Cockroach: sql: add support for key watches with notifications of changes

Created on 18 Apr 2016 · 20Comments · Source: cockroachdb/cockroach

This is a feature request.

Some key/value stores give clients the ability to register for notification (via returned Future<?>) when a transaction is committed that changes the value associated with a specific key. For example, FoundationDB provide(ed) this capability with Transaction.watch().

This is especially useful with distributed databases, because it obviates the need to design and implement a separate change notification RPC mechanism between nodes.

This is fairly simple to implement at the key/value store level. Perhaps a harder question is how would you expose this through the SQL API? Perhaps via some (ab)use of triggers, where you could specify a specific table row to watch?

In any case, this would be a useful feature if it can be done.

A-cdc C-enhancement O-community

Source

archiecobbs

👍26 👀1

Most helpful comment

+1
Change notifications would make cockroachdb a nice etcd replacement.

karlbohlmark on 3 Nov 2016

👍9

All 20 comments

@archiecobbs We've pondered about being able to "watch" for changes to a table, but it sounds like you're asking for the ability to watch for changes to a particular row. Do you have a use case where watching for changes to a particular row would be useful? What if there are limits (as in the FoundationDB case) regarding how many watches are allowed to be active concurrently?

petermattis on 19 Apr 2016

@petermattis Yes I'm envisioning being able to watch a specific row, or even a column in a row.

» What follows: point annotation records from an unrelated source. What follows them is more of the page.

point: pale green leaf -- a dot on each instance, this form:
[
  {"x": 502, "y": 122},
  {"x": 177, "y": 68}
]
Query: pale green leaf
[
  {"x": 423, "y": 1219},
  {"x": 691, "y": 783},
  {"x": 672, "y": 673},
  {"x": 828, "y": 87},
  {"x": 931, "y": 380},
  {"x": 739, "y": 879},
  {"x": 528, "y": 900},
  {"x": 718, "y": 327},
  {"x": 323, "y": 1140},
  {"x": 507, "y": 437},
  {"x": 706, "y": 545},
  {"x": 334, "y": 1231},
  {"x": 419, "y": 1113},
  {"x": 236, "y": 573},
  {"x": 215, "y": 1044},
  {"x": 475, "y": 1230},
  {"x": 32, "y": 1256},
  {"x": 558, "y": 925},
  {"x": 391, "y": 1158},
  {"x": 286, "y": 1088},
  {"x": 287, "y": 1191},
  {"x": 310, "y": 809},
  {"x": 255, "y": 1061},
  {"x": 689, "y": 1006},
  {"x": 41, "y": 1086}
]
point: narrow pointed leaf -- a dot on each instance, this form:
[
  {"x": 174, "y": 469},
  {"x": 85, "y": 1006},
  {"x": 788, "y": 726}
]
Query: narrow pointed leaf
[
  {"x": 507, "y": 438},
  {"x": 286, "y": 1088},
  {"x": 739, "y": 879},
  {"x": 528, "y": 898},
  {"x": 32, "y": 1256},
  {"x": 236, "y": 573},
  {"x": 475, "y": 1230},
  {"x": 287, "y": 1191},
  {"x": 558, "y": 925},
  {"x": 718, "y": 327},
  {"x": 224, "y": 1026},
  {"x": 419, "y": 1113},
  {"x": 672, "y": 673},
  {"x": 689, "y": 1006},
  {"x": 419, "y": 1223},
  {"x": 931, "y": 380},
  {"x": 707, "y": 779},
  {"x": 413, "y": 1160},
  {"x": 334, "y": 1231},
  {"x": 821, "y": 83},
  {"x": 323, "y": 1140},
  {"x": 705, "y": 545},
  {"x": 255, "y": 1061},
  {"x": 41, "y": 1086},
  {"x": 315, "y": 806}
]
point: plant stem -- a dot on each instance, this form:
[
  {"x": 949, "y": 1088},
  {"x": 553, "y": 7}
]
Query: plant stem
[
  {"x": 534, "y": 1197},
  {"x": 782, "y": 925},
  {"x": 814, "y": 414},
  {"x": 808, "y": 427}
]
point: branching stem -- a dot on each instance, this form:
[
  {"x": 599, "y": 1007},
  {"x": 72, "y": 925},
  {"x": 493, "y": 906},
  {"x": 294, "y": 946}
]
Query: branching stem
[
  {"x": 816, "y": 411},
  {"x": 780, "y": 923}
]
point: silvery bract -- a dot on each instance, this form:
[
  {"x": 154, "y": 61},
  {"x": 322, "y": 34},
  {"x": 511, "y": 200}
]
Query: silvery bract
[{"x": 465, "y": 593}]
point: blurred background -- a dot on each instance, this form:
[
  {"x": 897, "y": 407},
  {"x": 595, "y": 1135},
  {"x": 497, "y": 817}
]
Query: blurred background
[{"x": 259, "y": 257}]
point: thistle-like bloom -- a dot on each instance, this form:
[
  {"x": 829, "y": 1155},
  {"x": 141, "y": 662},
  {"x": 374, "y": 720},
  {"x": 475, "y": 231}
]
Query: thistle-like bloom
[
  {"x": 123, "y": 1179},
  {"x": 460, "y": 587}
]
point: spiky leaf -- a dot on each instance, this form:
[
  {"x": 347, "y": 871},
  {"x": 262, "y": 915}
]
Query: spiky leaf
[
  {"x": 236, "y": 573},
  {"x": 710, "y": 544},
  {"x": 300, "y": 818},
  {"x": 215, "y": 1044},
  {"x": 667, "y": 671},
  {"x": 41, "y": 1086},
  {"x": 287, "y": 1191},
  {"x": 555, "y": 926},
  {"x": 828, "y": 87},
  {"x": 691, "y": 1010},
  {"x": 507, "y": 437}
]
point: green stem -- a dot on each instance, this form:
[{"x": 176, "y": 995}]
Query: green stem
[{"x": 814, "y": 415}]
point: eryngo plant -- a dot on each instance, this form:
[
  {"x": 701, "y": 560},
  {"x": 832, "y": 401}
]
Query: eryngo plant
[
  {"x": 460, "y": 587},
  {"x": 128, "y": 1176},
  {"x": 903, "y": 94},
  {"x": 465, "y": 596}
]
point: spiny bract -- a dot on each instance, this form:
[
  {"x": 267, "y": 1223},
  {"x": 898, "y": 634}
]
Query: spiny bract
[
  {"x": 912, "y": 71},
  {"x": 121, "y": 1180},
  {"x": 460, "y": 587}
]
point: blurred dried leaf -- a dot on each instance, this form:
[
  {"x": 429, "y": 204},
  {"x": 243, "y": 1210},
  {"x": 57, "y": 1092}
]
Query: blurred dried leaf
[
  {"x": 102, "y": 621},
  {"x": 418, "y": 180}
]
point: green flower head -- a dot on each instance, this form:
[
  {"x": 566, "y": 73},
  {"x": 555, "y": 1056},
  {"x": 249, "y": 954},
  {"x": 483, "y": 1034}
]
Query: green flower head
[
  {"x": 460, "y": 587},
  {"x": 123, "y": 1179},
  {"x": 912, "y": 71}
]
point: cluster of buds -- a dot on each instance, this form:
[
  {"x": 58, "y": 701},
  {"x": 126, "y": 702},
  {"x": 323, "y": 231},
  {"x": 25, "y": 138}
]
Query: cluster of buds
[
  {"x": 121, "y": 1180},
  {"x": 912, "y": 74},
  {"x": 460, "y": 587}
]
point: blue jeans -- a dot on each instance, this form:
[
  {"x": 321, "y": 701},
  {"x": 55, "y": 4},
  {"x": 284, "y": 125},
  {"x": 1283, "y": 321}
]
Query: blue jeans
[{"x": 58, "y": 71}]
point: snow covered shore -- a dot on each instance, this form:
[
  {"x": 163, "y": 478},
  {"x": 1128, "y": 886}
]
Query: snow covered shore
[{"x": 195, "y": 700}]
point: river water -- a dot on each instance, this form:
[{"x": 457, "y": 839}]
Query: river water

Here's some more background...

The use cases for this feature that I have encountered in the past generally involve a relatively small number of watched keys, and a small number of watches in effect on those keys, at any one time.

For example, imagine a GUI session displaying some information X which is a small subset of the overall database. This GUI session wants notification every time any of the information it is displaying (X) is changed so it can automatically refresh its view, as this makes the view truly real-time and eliminates the need for a "Refresh" button. So while the GUI session is in existence, we create a single watchable key/object/row in the database that represents "a change has occurred in X".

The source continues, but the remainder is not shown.